Monday, November 17, 2003

The Responsibility of Leadership

In the end, crucial decisions about personnel, crew, equipment, and creative direction of the band fell on me. The entire concept for this band was mine, and it was my blueprint that was being followed, it was my business that was funding all the equipment and salaries, and it was the clarity and logic of my plan that attracted all the participants to this project. But I knew that a band is a team, so what others in the group thought about strategic decisions had to be considered very carefully. And for there to be progress, especially when different points of view  were all valid, sometimes the only way to resolve the conflict was for me to assume the responsibility that comes with leadership...and make a decision. I didn't always like being in that position, but I was the logical person to make those decisions...after all, I had more invested in this project than all the other members combined, and I felt like I was the person who saw the big picture, since it was my vision we were all working from. I know that sounds arrogant, but the truth is I needed to have a strong ego, and I needed to be in control, if we were to succeed...because it was my plan.

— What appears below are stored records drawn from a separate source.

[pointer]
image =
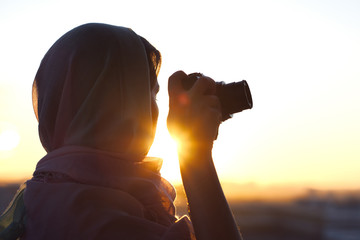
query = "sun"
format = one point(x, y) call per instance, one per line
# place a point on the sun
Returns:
point(165, 147)
point(9, 137)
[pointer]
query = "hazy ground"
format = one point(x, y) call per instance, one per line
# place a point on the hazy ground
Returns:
point(308, 215)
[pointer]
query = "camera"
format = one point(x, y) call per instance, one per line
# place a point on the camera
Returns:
point(234, 97)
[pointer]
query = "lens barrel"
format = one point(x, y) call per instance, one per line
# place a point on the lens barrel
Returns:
point(234, 97)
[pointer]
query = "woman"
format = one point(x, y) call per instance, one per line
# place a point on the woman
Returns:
point(94, 96)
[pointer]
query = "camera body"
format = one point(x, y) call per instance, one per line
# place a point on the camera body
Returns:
point(234, 97)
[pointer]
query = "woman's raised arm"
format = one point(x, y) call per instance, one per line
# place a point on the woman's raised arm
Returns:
point(194, 118)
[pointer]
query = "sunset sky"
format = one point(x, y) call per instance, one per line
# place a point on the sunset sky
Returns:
point(300, 58)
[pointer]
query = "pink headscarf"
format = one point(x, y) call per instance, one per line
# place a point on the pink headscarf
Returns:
point(93, 88)
point(92, 97)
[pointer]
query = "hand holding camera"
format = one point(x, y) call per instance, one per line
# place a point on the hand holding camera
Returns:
point(195, 113)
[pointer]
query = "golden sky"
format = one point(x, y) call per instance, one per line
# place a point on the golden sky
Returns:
point(300, 58)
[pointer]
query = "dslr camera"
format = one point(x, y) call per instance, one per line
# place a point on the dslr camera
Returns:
point(234, 97)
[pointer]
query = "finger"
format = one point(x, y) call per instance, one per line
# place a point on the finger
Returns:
point(213, 102)
point(204, 85)
point(175, 87)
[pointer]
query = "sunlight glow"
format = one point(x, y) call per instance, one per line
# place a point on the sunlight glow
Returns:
point(166, 148)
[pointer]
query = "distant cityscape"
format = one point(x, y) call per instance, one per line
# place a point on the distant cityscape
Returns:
point(317, 215)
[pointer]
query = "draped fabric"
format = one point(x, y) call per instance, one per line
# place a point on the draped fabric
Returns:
point(82, 193)
point(93, 89)
point(92, 98)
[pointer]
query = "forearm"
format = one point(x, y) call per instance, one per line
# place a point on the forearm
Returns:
point(209, 210)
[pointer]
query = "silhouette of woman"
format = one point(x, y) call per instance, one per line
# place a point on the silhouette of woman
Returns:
point(94, 97)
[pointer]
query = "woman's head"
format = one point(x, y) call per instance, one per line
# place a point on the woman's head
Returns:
point(94, 88)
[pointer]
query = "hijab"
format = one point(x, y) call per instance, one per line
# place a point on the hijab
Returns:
point(93, 89)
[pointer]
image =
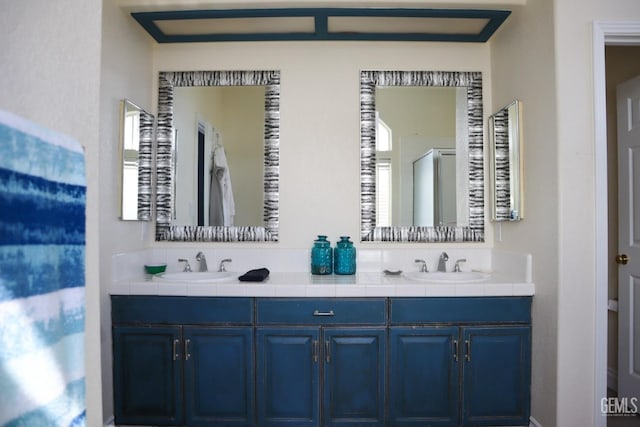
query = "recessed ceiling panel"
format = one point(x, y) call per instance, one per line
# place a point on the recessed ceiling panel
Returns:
point(458, 25)
point(265, 25)
point(378, 24)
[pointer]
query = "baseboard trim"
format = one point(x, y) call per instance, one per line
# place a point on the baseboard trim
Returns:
point(534, 423)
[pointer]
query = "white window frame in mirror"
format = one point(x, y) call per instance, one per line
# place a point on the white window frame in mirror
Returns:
point(143, 164)
point(164, 157)
point(474, 231)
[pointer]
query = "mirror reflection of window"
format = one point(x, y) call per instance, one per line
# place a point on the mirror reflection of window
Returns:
point(130, 166)
point(411, 121)
point(384, 173)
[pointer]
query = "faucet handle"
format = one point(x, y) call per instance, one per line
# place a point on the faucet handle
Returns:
point(222, 267)
point(187, 267)
point(423, 267)
point(456, 268)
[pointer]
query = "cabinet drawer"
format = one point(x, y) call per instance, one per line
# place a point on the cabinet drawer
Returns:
point(457, 309)
point(180, 310)
point(322, 311)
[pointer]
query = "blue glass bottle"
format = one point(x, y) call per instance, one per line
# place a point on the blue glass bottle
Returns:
point(321, 256)
point(344, 256)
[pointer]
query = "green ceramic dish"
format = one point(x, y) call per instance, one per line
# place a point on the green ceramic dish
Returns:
point(155, 269)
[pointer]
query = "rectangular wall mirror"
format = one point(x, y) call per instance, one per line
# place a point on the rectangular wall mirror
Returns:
point(218, 156)
point(505, 133)
point(421, 156)
point(136, 139)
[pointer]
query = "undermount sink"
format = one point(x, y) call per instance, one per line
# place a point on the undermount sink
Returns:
point(441, 277)
point(195, 277)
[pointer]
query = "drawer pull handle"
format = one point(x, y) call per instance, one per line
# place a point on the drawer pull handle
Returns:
point(323, 313)
point(176, 356)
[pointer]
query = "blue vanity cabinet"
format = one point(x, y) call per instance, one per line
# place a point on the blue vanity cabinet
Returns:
point(354, 376)
point(147, 379)
point(218, 376)
point(321, 361)
point(288, 376)
point(183, 361)
point(424, 376)
point(497, 372)
point(460, 361)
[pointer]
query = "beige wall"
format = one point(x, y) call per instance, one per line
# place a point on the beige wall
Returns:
point(126, 67)
point(576, 185)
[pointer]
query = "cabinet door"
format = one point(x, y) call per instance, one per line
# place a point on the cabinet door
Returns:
point(219, 377)
point(354, 376)
point(496, 375)
point(147, 375)
point(287, 376)
point(424, 376)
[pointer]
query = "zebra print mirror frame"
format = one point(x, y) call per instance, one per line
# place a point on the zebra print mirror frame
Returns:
point(474, 232)
point(505, 140)
point(164, 157)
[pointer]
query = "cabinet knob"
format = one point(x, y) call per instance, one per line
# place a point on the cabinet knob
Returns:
point(323, 313)
point(176, 355)
point(622, 259)
point(187, 356)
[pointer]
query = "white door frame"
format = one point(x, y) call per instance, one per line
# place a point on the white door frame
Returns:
point(604, 33)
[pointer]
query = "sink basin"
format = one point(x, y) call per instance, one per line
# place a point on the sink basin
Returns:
point(196, 277)
point(440, 277)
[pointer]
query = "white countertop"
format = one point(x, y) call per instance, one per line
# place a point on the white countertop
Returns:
point(301, 284)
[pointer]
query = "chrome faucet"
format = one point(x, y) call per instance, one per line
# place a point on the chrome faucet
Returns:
point(222, 267)
point(456, 268)
point(423, 267)
point(203, 262)
point(187, 267)
point(442, 262)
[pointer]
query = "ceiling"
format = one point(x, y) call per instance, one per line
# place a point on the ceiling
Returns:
point(183, 25)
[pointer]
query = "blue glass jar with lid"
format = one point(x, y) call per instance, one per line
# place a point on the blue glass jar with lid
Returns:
point(321, 256)
point(344, 256)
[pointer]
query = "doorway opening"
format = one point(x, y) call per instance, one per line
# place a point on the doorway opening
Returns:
point(605, 35)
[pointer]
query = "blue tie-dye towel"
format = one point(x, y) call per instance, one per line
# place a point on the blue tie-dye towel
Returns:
point(42, 255)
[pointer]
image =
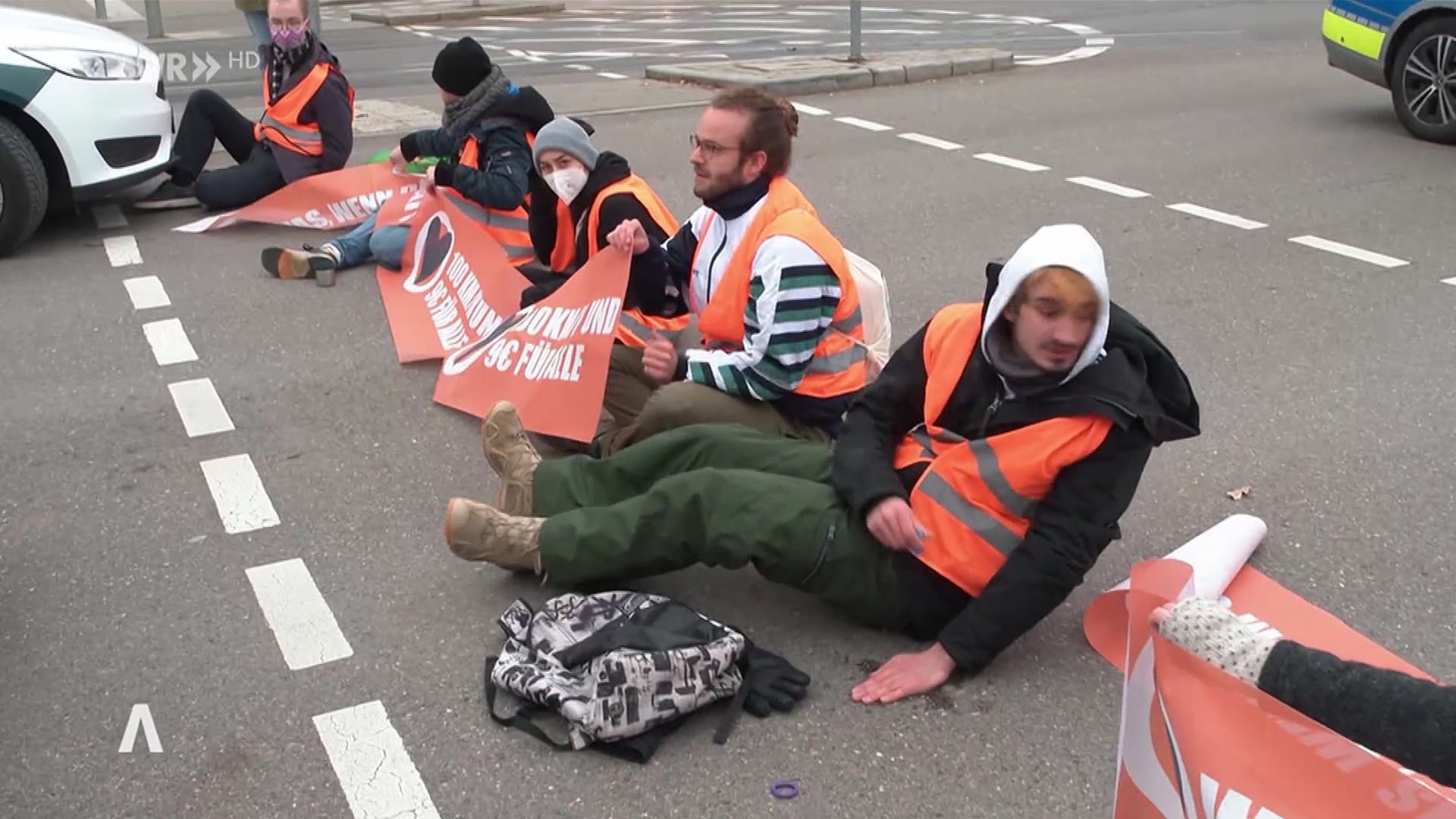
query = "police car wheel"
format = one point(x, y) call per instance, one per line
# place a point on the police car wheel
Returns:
point(24, 188)
point(1423, 80)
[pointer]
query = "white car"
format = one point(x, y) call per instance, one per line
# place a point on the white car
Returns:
point(83, 114)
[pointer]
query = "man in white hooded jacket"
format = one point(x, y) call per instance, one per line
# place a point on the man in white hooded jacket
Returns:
point(976, 483)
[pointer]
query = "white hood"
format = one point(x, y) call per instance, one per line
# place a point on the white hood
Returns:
point(1062, 245)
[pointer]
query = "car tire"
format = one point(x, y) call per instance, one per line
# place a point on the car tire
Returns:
point(1407, 83)
point(24, 188)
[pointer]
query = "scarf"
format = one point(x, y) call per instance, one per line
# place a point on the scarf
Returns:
point(284, 61)
point(466, 111)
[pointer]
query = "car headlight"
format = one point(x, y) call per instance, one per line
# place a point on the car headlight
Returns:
point(88, 64)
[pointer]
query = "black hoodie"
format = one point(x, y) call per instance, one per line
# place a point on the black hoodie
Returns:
point(506, 156)
point(645, 290)
point(1138, 384)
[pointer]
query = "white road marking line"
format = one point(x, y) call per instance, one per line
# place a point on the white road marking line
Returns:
point(864, 124)
point(1348, 251)
point(373, 767)
point(1218, 216)
point(123, 251)
point(299, 617)
point(169, 343)
point(108, 216)
point(201, 410)
point(930, 142)
point(239, 494)
point(1109, 187)
point(1009, 162)
point(146, 293)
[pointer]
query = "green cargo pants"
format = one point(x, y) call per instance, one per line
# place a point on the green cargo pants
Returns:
point(714, 494)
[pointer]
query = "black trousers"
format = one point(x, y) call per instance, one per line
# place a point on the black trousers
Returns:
point(207, 121)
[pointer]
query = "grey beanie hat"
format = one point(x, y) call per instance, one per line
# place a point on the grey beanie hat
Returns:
point(565, 136)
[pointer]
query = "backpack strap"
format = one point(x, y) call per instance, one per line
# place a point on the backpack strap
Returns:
point(522, 719)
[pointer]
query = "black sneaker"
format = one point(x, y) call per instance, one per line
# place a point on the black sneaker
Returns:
point(309, 262)
point(168, 196)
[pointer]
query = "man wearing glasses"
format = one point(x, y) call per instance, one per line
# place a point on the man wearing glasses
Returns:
point(761, 319)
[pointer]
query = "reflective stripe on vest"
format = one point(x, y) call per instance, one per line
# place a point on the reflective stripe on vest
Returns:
point(280, 121)
point(510, 228)
point(839, 365)
point(977, 497)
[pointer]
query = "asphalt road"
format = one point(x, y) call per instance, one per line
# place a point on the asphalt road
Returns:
point(1321, 379)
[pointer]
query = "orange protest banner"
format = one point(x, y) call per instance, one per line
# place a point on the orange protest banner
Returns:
point(549, 359)
point(455, 280)
point(324, 202)
point(1200, 744)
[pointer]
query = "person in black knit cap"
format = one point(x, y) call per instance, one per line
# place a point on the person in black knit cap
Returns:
point(485, 164)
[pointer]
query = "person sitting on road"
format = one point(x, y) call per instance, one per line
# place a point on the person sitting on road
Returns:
point(306, 129)
point(1392, 713)
point(485, 146)
point(977, 480)
point(580, 196)
point(770, 292)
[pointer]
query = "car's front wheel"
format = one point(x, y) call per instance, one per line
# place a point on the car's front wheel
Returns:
point(1423, 80)
point(24, 188)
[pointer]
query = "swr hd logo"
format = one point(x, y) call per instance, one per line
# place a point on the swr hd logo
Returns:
point(193, 67)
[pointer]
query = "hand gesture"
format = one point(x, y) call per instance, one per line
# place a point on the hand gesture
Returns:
point(894, 525)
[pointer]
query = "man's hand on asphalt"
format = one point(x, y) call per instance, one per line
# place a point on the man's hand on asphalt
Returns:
point(893, 523)
point(906, 675)
point(660, 360)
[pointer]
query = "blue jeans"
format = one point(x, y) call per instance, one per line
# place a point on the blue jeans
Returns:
point(364, 242)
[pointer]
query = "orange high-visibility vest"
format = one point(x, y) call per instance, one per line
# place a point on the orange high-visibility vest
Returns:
point(280, 121)
point(977, 497)
point(634, 327)
point(510, 228)
point(839, 363)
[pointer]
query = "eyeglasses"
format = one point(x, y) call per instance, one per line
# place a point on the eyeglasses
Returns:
point(710, 148)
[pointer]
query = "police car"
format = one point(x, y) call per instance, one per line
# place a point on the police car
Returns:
point(1407, 47)
point(82, 115)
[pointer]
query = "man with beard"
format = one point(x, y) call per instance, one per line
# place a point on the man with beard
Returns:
point(767, 286)
point(306, 129)
point(485, 146)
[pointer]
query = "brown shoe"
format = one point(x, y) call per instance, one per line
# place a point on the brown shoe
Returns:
point(509, 450)
point(479, 532)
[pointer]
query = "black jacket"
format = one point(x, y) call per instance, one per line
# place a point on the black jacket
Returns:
point(506, 156)
point(647, 284)
point(329, 110)
point(1139, 385)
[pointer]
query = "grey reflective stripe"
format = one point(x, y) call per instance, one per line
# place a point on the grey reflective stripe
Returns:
point(992, 531)
point(837, 362)
point(293, 134)
point(995, 480)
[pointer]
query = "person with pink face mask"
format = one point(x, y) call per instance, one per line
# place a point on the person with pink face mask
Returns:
point(306, 129)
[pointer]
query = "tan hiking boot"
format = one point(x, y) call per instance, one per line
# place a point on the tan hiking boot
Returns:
point(479, 532)
point(509, 450)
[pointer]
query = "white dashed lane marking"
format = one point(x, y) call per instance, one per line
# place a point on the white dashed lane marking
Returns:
point(200, 409)
point(123, 251)
point(372, 764)
point(169, 343)
point(1218, 216)
point(1350, 251)
point(300, 620)
point(146, 293)
point(239, 494)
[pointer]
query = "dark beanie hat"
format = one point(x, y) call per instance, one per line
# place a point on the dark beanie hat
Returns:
point(460, 66)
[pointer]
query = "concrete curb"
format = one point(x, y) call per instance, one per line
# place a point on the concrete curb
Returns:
point(824, 74)
point(465, 12)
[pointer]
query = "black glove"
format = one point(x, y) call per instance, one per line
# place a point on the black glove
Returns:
point(774, 684)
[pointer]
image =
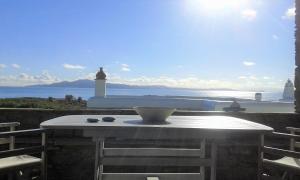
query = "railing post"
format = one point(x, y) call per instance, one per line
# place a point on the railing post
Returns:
point(260, 156)
point(44, 157)
point(297, 57)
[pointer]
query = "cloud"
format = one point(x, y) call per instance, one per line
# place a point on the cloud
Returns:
point(290, 13)
point(275, 37)
point(125, 67)
point(17, 66)
point(24, 79)
point(249, 14)
point(250, 82)
point(249, 63)
point(71, 66)
point(2, 66)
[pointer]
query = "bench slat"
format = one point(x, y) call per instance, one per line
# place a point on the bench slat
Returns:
point(21, 151)
point(21, 132)
point(155, 161)
point(152, 152)
point(281, 152)
point(160, 176)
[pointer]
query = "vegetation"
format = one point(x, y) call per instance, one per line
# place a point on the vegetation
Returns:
point(44, 103)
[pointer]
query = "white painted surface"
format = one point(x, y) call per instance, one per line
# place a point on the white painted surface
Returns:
point(100, 88)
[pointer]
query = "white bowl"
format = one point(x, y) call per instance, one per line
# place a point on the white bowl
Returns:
point(154, 114)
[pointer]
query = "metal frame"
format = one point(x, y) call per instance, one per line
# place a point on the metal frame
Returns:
point(139, 159)
point(28, 150)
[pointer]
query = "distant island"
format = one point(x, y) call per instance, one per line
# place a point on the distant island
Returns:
point(85, 83)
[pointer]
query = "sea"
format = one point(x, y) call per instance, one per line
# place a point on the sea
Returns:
point(86, 93)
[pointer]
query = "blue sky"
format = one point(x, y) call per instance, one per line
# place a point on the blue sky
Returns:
point(240, 44)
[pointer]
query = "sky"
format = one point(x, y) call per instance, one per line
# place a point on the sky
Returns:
point(236, 44)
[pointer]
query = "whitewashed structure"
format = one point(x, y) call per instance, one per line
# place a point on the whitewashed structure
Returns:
point(103, 101)
point(288, 92)
point(100, 84)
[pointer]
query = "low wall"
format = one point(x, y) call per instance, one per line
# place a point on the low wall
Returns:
point(71, 155)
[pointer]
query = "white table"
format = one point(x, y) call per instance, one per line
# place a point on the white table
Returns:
point(178, 128)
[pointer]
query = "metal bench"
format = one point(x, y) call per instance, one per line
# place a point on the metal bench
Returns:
point(19, 159)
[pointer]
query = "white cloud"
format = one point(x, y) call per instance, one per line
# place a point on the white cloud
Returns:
point(249, 14)
point(24, 79)
point(275, 37)
point(125, 67)
point(17, 66)
point(2, 66)
point(250, 82)
point(290, 13)
point(71, 66)
point(249, 63)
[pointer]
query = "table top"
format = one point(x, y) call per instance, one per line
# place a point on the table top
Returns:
point(211, 123)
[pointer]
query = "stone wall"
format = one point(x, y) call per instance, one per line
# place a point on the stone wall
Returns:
point(71, 155)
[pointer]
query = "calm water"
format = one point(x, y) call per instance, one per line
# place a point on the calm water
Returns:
point(85, 93)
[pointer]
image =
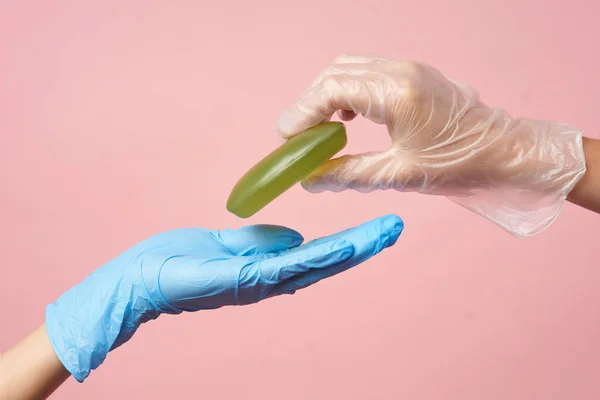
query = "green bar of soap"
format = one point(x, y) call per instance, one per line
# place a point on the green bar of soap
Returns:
point(287, 165)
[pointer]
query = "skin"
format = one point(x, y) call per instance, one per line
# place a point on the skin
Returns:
point(587, 191)
point(31, 369)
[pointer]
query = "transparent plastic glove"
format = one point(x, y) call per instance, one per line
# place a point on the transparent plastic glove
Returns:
point(516, 172)
point(198, 269)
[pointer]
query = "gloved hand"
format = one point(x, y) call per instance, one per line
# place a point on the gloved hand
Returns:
point(516, 172)
point(198, 269)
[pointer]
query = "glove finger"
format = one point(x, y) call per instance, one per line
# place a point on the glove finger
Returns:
point(367, 240)
point(259, 239)
point(362, 93)
point(362, 172)
point(275, 270)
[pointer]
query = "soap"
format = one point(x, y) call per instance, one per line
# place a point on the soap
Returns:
point(287, 165)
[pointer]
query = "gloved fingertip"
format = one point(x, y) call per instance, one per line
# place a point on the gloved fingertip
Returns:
point(394, 226)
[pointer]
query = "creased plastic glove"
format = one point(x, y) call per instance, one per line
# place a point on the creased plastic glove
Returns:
point(516, 172)
point(198, 269)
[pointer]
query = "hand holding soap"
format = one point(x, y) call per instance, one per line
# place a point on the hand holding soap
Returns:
point(287, 165)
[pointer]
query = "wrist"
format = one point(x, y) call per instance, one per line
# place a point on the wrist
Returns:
point(90, 320)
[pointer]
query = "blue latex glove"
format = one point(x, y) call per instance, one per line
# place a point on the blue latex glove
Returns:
point(197, 269)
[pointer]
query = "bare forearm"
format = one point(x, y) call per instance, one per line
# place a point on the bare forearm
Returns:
point(31, 369)
point(587, 191)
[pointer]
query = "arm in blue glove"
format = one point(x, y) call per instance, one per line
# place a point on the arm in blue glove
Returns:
point(176, 271)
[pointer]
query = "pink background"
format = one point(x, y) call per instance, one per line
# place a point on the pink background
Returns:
point(117, 122)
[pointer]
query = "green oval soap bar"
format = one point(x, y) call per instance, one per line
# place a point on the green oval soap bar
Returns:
point(290, 163)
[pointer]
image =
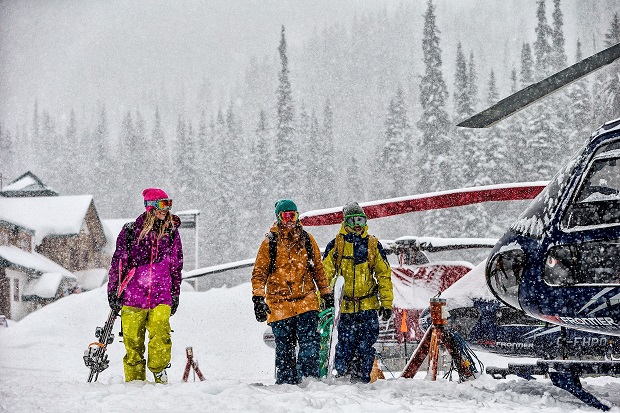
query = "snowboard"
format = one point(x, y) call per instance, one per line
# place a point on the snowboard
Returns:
point(338, 287)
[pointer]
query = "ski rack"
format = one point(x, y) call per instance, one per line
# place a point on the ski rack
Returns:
point(191, 363)
point(429, 346)
point(563, 374)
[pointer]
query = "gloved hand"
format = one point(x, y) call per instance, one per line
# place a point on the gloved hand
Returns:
point(174, 305)
point(328, 300)
point(260, 308)
point(115, 302)
point(385, 313)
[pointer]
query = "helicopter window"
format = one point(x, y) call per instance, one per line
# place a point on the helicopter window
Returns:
point(532, 221)
point(508, 316)
point(593, 262)
point(598, 201)
point(505, 274)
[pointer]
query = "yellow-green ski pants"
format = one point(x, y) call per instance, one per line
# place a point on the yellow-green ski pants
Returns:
point(135, 322)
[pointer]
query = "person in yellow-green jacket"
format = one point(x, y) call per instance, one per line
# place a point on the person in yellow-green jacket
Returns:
point(367, 293)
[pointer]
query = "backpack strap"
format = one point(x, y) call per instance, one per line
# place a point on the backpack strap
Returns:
point(273, 250)
point(309, 250)
point(338, 251)
point(372, 252)
point(129, 235)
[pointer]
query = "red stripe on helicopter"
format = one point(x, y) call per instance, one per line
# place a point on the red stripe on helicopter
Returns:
point(437, 200)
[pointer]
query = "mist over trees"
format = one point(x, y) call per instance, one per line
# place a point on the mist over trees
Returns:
point(358, 112)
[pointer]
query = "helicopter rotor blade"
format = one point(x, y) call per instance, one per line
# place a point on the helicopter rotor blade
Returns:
point(431, 201)
point(536, 91)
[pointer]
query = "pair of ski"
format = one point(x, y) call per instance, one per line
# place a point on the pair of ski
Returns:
point(95, 356)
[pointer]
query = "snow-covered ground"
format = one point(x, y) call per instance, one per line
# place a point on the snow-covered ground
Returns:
point(41, 369)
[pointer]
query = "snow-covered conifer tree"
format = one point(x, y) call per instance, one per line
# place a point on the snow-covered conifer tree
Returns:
point(286, 185)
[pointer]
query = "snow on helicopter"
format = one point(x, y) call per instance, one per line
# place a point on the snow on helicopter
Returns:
point(416, 278)
point(488, 324)
point(557, 262)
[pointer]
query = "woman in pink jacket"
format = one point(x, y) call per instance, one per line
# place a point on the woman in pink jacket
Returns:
point(149, 259)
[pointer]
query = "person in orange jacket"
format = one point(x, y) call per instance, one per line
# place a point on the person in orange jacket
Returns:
point(287, 273)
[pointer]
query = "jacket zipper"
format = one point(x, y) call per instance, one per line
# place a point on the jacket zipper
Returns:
point(153, 248)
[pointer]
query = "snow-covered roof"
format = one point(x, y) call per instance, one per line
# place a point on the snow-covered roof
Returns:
point(30, 183)
point(47, 215)
point(91, 278)
point(20, 184)
point(32, 260)
point(45, 286)
point(111, 228)
point(471, 286)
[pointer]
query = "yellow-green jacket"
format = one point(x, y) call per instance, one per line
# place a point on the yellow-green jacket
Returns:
point(366, 286)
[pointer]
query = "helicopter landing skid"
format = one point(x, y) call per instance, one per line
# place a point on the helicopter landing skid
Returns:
point(563, 374)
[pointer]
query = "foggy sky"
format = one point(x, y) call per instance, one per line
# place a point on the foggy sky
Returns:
point(82, 54)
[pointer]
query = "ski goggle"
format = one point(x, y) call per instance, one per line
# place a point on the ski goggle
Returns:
point(161, 204)
point(356, 220)
point(288, 216)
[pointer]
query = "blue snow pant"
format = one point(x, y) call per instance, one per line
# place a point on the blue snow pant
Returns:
point(355, 354)
point(300, 329)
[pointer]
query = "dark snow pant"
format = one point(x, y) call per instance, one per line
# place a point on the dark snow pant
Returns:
point(355, 354)
point(288, 333)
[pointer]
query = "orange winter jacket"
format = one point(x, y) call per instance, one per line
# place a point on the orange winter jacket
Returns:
point(291, 289)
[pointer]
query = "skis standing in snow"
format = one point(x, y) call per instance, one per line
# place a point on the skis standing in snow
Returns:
point(151, 246)
point(361, 260)
point(287, 273)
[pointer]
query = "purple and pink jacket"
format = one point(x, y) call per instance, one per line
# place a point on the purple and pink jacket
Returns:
point(158, 265)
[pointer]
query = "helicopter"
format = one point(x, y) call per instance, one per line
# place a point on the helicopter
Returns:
point(416, 274)
point(488, 324)
point(556, 262)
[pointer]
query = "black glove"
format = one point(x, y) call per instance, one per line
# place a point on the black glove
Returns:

When very talented, but tempermental artists get together on a life-changing project, everyone involved has strong feelings. Add heavy drug use to the mix, and very often, strong feelings cloud good judgment or rational thinking. That was happening to all of us...but I still felt like I was the person to break a stalemate when opinions conflicted. That's what a leader does. I had to do that many times in this band. Do I wish I had the life experience then...that I have today? Without a doubt. Could I have done better? Possibly. Hindsight is always 20/20.  I always tried to weigh all sides carefully, taking all points of view into account. But in the end, being the one who decides...always pisses off somebody. And many of my decisions were based on my beliefs, and because of that, I was narrow-minded at times. I know today that there are some things I would do differently...but we were young, crazy, and high, and even with all of that being true...we were still doing something amazing.